Sentada sobre el taburete porque las piernas me flaqueaban, volví a mirar la pintura. Era hermosa. Nela casi había terminado el proceso de restauración. No había podido salvar un extremo duramente golpeado y necesitaba reconstruir la pintura de ese lado casi en su totalidad. La tela rasgada indicaba que alguien había maltratado el cuadro, o no sabía lo que de verdad valía abandonándolo sin piedad en un rincón. Comprendía lo que Nela me decía, esa parte del artista que necesitaba recuperar una obra de arte, devolverla a la vida sin importar las connotaciones de su procedencia.

—Quedará entre nosotras, Nela. Sabes que nunca os pondría en peligro —contesté a la vez que miraba su vientre abultado.

Nela sonrió como si supiera mi respuesta antes de dársela. Luego, destapó un lienzo en blanco, de mayores dimensiones.

—¿Y eso? Está en blanco.

—Es para ti, Alice —dijo mientras cogía de la mesa cercana un pincel de Gouché, delicado, de madera natural y cerdas cortas.

—Sabes que ya no pinto —dije sin coger el pincel que me tendía, escondí la mano a la espalda en un acto reflejo, huyendo de la impotencia de no poder plasmar ya nada sobre un lienzo.

—Puede ser un buen momento para volver hacerlo, tal vez te ayude a pensar. Necesito tu ayuda con este cuadro de Rembrandt, sabes que yo no pinto como tú…

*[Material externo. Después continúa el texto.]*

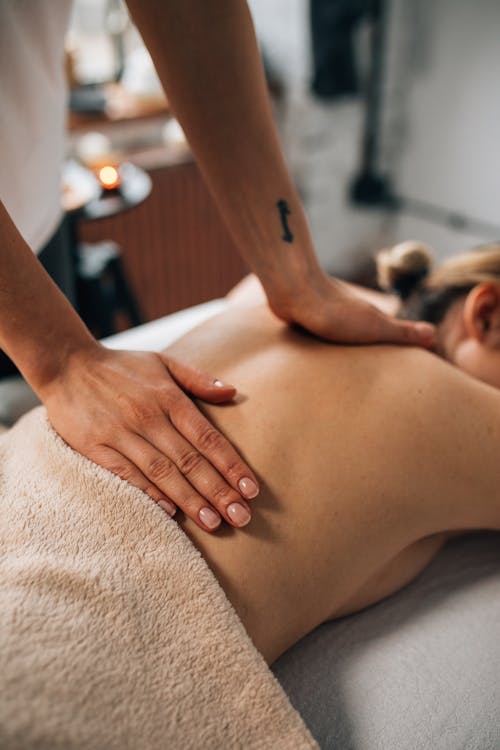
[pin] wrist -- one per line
(289, 287)
(54, 366)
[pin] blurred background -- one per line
(388, 111)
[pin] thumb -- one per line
(407, 332)
(198, 383)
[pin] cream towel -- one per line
(114, 631)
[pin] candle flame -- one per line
(109, 177)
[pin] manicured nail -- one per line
(168, 507)
(209, 518)
(238, 514)
(248, 488)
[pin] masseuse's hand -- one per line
(327, 308)
(126, 412)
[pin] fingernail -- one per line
(209, 518)
(168, 507)
(248, 488)
(238, 514)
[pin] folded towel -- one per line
(114, 631)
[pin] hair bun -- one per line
(401, 268)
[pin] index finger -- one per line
(217, 449)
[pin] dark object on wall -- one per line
(333, 24)
(104, 293)
(369, 187)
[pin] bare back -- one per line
(345, 441)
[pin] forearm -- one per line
(39, 329)
(207, 58)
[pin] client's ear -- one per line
(482, 314)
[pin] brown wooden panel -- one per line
(176, 250)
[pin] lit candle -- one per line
(109, 177)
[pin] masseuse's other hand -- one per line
(126, 412)
(327, 308)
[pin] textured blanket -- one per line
(114, 633)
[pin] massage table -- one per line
(419, 671)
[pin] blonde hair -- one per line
(426, 291)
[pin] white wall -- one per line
(444, 93)
(441, 139)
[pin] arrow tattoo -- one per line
(287, 236)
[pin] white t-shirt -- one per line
(32, 113)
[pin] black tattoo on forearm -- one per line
(287, 236)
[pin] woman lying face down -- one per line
(369, 457)
(462, 297)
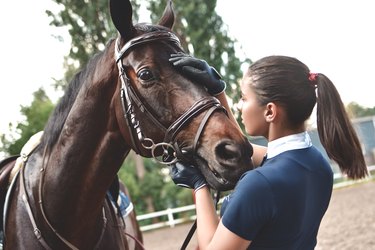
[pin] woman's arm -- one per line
(212, 234)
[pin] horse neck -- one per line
(82, 164)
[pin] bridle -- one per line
(171, 150)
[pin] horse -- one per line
(128, 97)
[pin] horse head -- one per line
(164, 114)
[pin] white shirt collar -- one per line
(286, 143)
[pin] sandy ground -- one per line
(349, 224)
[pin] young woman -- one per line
(279, 205)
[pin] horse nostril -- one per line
(228, 152)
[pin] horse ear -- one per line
(167, 19)
(121, 14)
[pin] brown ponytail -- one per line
(336, 132)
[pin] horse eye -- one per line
(145, 75)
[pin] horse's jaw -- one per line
(218, 177)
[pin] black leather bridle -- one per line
(171, 151)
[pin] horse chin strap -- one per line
(169, 147)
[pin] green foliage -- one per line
(36, 115)
(204, 35)
(90, 28)
(356, 111)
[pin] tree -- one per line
(356, 111)
(203, 34)
(36, 115)
(90, 28)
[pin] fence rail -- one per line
(172, 221)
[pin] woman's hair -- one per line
(288, 82)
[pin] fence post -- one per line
(170, 217)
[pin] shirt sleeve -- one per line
(249, 207)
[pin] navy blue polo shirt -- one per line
(281, 204)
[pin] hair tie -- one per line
(312, 77)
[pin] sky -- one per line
(331, 37)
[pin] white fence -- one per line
(171, 222)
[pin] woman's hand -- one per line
(199, 71)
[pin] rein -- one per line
(171, 151)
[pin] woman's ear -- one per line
(270, 112)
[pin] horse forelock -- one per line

Nos miramos, cómplices de tantas confidencias y momentos compartidos. Había dejado de pintar hacía demasiado tiempo, cuando una buena fiesta y un par de pastillas de colores eran lo único que llenaba mi vida. Demasiada pasión por vivirlo todo, por no desperdiciar un solo momento, por beberme la vida. Con los bolsillos llenos, en un país extranjero, lejos de la protección de papá y mamá y muy poca experiencia fuera de casa. Hasta el día en que me desperté en un barrio del centro de Madrid, en un callejón, la cara llena de golpes y sin recordar nada de lo que había sucedido la noche anterior. La llamé a ella, fue quien me llevó a que me reconocieran y con quien suspiré al saber que solo había sido un robo. Con quien confesé ante mis padres, muerta de miedo, y les expliqué todo. Nela cada fin de semana lo pasaba conmigo en la clínica en la que me internaron. Nunca me abandonó ni perdió la esperanza, confió en mí como nadie.

—Inténtalo, hazlo por esta gorda embarazada o el niño saldrá con un pincel en la frente y tendrás que explicárselo a Soren.

Reí con ganas por sus trucos de antojos. Quizá mañana. Quizá otro día.